Conditions Diagnosed 

A physician may recommend computed tomography angiography to investigate: 

  • A suspected narrowing or blockage in the coronary arteries 
  • Inflammation of the pericardial sac around the heart (pericarditis) 
  • Heart valve damage 
  • A bulge (aneurysm) or tear (dissection) in the aorta, a large blood vessel that carries blood from the heart to the rest of the body 
  • A suspected narrowing of arteries in the legs (peripheral arterial disease) 
  • A blood clot in a lung (pulmonary embolism) 

Procedure Details 

A technician will position the patient on an examination table and place an intravenous (IV) line in a vein in the patient’s arm or hand, then deliver a contrast medium via the IV line. After the technician leaves the room, the exam table will slowly move in and out of a CT scanner, which is similar to a large tunnel. The technician will observe the patient through a window from an adjacent room and remain in contact with him or her via an intercom at all times. 

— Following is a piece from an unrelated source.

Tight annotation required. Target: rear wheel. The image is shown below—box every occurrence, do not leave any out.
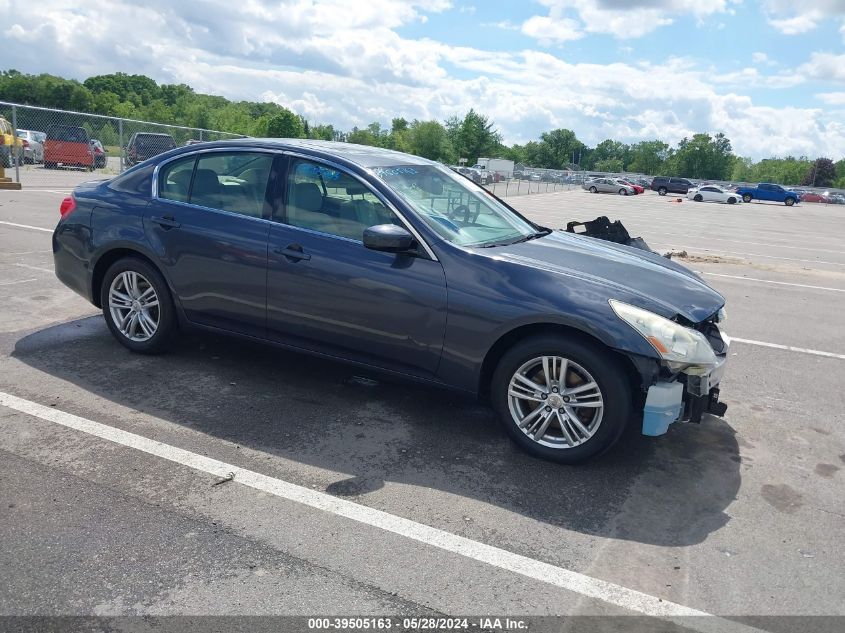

The patient may hear clicking, whirring and buzzing sounds as the scanner rotates around his or her body. At times, the patient may be asked to take and hold a deep breath for a few seconds. Most patients do not experience any discomfort during computed tomography angiography. The scanning process can take up to an hour to complete. 

What to Expect 

As with any type of imaging test that involves exposure to ionizing radiation, computed tomography angiography can slightly increase the risk of cancer. However, the radiation used during CTA is minimal, and the benefit of an early and accurate heart disease diagnosis generally outweighs this risk. Some patients are sensitive to the contrast dye, although allergic reactions are uncommon. 

CT angiography is less invasive than standard angiography, which involves the placement of a catheter in a vein. However, if a physician detects a blockage during standard angiography, he or she may perform angioplasty to clear the blockage during the same session. If a physician detects a blockage during CTA, a separate procedure will be needed to clear it. 


Computed tomography angiography can provide important information that can help prevent a heart attack or stroke. Tampa General Hospital’s Heart & Vascular Institute offers a full spectrum of diagnostic imaging tests for vascular disease, including CTA.